One of her early opponents, Robert Tomlinson, a state representative from Roeland Park, recently dropped out of the race, citing personal reasons. Walker Hendrix, also of Lawrence and the chief attorney for the Citizens' Utility Ratepayers Board, has said he is considering running but hasn't made a final decision.
Praeger's remaining opponent in the Aug. 6 primary is Bryan Riley, a Wichita insurance agent. Riley, a political newcomer in 1998, was the Republican nominee for insurance commissioner then but was defeated by incumbent Democrat Kathleen Sebelius.
This election cycle, Sebelius is running for governor, creating an opening for the $74,147-per-year job that regulates Kansas' $10.5 billion insurance industry. No Democrat has announced candidacy for the insurance commissioner's post.
Should Praeger or Hendrix eventually win the job, it would return the commissioner's post to a Lawrence resident.

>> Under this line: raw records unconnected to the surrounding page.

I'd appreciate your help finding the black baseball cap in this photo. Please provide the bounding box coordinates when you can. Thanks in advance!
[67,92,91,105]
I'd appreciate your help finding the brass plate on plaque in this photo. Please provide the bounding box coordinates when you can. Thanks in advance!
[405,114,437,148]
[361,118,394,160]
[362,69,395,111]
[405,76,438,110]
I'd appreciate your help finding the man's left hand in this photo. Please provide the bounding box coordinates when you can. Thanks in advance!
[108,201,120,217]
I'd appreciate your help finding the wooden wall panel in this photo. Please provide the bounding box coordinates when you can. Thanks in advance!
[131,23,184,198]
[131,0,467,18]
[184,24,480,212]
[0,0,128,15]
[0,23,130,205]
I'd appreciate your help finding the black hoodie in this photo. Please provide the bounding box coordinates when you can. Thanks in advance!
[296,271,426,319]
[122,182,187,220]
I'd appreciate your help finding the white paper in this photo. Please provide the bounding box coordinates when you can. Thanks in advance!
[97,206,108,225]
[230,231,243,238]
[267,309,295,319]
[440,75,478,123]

The three commissioners prior to Sebelius came from Lawrence Frank Sullivan, Fletcher Bell and Ron Todd and had the job for a total of 47 years.
Riley said he will probably start trying to raise money in earnest after the holidays.

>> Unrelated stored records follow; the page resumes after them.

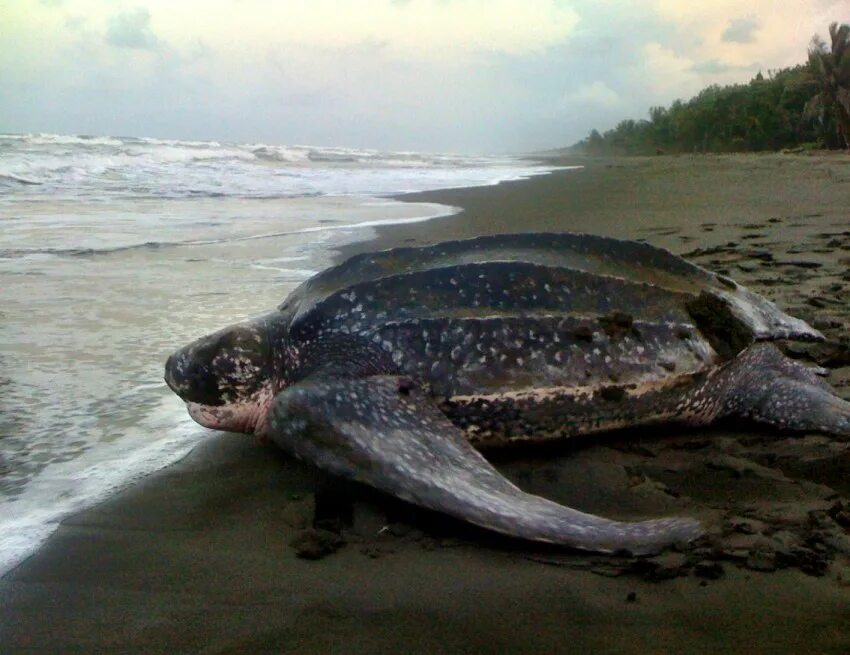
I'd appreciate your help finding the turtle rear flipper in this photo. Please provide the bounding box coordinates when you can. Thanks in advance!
[709,344,850,437]
[270,376,702,554]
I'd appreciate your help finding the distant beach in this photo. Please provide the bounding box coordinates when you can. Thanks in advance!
[0,153,850,655]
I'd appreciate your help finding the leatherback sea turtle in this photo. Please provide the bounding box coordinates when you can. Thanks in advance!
[165,234,850,554]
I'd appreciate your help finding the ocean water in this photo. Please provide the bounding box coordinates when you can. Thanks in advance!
[0,134,550,573]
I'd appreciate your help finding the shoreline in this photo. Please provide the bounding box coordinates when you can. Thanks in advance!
[0,155,850,653]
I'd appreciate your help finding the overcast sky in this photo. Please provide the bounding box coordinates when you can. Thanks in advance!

Praeger and Riley both said the ability to provide affordable health insurance will probably be one of the main issues during the campaign.
Several companies that sell individual health insurance policies have left the state, creating a void that is felt especially in rural, farming areas. Other problems include the increasing cost of health care, a primary factor in many working Kansans going uncovered.

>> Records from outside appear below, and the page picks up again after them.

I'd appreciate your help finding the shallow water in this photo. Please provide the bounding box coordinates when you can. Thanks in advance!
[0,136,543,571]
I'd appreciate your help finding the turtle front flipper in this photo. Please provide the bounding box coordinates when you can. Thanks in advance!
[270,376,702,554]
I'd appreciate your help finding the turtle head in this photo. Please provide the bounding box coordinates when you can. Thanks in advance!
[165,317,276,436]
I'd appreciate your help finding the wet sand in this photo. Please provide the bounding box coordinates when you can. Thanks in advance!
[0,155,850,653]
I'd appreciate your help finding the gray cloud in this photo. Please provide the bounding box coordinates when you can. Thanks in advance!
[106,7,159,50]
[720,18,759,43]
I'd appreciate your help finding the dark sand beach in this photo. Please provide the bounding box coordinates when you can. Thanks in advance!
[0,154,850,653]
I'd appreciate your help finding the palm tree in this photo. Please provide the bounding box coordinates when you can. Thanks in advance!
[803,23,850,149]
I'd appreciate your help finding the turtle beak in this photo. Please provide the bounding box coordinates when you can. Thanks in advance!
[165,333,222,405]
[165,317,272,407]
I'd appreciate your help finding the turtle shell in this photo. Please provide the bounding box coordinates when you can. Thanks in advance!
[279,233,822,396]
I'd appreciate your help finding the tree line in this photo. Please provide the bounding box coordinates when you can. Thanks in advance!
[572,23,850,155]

As a legislator, Praeger said she expects to be pushing several initiatives to help make health insurance more accessible, including perhaps tax credits for small companies that offer coverage to their employers.
But Riley blames Praeger for some of the increasing costs of health insurance, citing her advocacy of a bill opposed by insurers that made coverage of mental illnesses more on par with benefits provided to persons suffering physical ailments.
"Government shouldn't be in business of telling people what kind of insurance they have to pay for," Riley said.
Praeger has defended the so-called mental health parity bill, saying that any nominal increase in premiums caused by the measure will be offset in the long run by people being able to get mental health treatment when they need it. Also, she has argued, it is only fair to offer coverage of mental illnesses similar to that of physical illnesses.
Praeger said that if elected insurance commissioner, she will strike a balance between insurers and consumers. "The insurance department is a regulator and advocate for a good economic climate for the insurance industry, which is good for consumers. You need to have a pro-business attitude and a consumer focus.
"Consumer advocacy goes both ways. If insurers need a higher premium paying a little higher premium is probably better than no policy at all," she said.
Riley said his background as a long-term care insurance salesman makes him more qualified to determine what consumers need. "I have employers telling me that they can't talk about offering long-term care insurance because they're dealing with double-digit health insurance costs. The Legislature shouldn't be making it harder for them," he said.